By Noah Rothstein


Consumers have played a pivotal role in America’s economic recovery.


Consumer spending increased by 2.8% in the second quarter, covering declines in other sectors of the economy. This renewed wave of spending has been fueled by widespread vaccination efforts, decreasing coronavirus cases — allowing Americans to get back to in-person activities. 


Not to mention the continuing impact the third round of stimulus checks has had on consumer spending when they hit Americans’ bank accounts earlier this year in the spring.


The U.S. Bureau of Economic Analysis (BEA) released its Gross Domestic Product (GDP) estimate on Thursday, July 29, posting an increase of 6.5% in the second quarter, slightly above its revised first-quarter estimate of 6.3%.


“We finally saw the full pivot to services driving consumer spending instead of goods,” said Diane Swonk, chief economist for the accounting firm Grant Thornton.


Business investment has also remained strong, rising 1.9%, as spending for technology and equipment has been vital throughout the pandemic.
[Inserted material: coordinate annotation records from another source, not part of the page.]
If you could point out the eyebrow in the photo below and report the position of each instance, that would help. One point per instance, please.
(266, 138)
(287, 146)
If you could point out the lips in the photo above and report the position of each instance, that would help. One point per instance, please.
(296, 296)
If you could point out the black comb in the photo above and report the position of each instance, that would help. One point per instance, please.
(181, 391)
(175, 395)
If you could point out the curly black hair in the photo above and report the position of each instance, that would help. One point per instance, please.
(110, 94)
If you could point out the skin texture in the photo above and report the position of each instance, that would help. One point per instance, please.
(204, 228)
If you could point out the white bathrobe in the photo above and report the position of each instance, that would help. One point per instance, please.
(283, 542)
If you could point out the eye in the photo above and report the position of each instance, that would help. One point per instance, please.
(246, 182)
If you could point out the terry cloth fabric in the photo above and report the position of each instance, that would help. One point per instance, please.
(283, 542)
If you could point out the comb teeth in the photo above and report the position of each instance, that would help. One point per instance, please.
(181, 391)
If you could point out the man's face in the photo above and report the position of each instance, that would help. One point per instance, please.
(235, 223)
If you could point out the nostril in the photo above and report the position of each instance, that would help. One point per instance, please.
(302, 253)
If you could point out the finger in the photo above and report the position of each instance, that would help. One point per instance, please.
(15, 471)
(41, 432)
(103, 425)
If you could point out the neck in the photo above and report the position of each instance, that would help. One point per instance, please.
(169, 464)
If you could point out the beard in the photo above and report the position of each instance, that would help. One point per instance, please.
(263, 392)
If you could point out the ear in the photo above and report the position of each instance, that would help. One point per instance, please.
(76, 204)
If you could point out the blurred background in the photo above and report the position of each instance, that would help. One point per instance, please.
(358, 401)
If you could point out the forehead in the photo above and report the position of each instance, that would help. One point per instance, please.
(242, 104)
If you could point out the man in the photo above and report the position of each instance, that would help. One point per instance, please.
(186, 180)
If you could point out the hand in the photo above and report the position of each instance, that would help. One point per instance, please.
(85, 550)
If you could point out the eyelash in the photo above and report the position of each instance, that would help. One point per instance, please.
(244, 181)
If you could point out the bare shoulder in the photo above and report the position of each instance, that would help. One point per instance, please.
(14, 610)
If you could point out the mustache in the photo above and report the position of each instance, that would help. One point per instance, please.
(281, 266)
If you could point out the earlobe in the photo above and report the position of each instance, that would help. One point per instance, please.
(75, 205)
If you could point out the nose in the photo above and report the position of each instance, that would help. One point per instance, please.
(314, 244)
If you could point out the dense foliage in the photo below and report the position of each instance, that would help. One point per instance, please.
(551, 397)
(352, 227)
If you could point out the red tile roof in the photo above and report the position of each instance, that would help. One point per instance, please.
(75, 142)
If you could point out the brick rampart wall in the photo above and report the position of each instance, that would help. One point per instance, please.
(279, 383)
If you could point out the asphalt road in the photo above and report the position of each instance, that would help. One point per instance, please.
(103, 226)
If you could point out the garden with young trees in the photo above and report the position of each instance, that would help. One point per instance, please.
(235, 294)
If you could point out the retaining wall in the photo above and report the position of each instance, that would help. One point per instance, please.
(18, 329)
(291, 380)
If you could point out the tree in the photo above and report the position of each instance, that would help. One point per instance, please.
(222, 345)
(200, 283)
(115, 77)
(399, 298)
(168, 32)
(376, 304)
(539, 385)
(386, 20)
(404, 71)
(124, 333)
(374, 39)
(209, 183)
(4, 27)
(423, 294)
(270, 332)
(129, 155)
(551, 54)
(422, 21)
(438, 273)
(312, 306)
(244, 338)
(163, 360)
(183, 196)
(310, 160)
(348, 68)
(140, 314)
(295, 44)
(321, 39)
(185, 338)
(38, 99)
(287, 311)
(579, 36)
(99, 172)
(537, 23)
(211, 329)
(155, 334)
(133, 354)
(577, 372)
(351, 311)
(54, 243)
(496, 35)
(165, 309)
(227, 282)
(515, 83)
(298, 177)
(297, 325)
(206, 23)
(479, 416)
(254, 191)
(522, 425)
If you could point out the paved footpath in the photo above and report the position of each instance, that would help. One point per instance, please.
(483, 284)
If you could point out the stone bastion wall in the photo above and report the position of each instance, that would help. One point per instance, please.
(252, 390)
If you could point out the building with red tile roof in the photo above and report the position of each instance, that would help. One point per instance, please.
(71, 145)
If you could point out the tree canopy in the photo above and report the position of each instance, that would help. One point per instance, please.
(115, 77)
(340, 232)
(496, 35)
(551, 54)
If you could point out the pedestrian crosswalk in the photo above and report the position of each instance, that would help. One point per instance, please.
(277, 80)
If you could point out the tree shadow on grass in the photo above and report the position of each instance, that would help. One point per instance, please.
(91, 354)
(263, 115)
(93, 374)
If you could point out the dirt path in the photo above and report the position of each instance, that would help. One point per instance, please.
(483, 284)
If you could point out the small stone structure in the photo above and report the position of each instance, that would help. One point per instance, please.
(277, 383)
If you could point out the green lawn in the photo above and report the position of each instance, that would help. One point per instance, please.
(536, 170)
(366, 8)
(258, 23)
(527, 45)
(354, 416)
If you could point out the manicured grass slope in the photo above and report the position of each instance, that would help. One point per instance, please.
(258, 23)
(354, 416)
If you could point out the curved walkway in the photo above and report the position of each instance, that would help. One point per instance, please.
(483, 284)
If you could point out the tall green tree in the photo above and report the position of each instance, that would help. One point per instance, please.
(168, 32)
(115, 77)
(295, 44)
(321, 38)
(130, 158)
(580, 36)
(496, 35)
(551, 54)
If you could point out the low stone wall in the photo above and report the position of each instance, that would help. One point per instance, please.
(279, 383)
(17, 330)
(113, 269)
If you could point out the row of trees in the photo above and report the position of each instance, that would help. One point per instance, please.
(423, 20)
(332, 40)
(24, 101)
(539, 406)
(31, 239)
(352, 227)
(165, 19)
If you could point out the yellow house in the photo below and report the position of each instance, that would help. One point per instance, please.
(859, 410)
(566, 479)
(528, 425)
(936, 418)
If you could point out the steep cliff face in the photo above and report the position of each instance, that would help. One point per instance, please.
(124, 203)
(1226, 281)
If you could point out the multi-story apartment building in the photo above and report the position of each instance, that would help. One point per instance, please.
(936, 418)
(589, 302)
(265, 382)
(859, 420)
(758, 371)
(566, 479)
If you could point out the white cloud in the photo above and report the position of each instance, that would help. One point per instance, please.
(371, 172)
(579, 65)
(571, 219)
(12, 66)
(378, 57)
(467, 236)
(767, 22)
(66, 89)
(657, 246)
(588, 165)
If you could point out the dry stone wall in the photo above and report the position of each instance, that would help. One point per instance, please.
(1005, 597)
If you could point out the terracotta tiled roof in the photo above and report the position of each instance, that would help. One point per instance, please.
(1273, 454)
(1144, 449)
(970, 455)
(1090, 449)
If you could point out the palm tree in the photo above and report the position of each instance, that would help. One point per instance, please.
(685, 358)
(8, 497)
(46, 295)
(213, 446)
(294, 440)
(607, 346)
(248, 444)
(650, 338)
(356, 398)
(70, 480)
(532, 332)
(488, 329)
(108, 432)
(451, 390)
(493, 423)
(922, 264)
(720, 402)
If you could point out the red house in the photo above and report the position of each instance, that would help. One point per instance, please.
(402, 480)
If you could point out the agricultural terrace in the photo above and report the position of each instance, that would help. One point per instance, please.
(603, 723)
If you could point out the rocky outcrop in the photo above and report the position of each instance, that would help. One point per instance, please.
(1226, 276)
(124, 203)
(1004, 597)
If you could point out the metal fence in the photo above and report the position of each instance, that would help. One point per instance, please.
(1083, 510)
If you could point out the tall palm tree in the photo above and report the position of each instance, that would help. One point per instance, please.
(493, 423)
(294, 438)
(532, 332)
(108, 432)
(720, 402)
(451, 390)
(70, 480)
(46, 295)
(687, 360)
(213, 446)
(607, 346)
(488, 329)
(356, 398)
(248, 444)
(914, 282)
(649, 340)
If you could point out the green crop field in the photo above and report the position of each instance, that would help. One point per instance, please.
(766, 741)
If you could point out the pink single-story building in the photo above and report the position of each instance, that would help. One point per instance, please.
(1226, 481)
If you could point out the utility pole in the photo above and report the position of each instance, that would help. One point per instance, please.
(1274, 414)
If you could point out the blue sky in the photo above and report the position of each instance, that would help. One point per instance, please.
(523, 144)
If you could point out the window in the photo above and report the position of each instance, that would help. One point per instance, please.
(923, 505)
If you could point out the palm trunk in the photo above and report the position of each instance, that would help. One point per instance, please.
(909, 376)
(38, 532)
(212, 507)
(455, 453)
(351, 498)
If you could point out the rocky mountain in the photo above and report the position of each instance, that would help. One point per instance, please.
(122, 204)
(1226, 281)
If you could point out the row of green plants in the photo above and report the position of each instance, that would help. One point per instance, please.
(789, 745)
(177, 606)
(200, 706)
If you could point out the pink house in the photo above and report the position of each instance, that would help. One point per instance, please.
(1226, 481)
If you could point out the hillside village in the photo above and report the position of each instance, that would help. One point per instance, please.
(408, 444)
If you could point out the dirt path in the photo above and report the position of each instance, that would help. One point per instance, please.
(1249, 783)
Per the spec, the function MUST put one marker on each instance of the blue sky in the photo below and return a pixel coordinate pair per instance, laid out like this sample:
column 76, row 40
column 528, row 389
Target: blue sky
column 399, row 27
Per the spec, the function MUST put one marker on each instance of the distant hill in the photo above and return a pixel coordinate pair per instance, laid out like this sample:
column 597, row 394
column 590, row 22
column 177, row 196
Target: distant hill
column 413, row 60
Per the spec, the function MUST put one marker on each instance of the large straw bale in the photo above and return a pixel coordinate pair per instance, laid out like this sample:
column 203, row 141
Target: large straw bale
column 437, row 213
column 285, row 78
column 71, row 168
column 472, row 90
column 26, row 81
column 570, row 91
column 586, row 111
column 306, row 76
However, the housing sector was a drag on growth, shrinking 2.5% after three straight quarters of solid gains. That might seem surprising given stories of fierce bidding wars in intense housing markets. What matters to GDP is construction, and shortages of labor and supplies have hampered new home building, particularly high lumber prices.


Overall growth in the second quarter fell notably short of economists’ expectations. However, that was primarily because of weaker-than-expected government spending, particularly at the state and local level, as well as an unexpectedly sharp drop in inventories.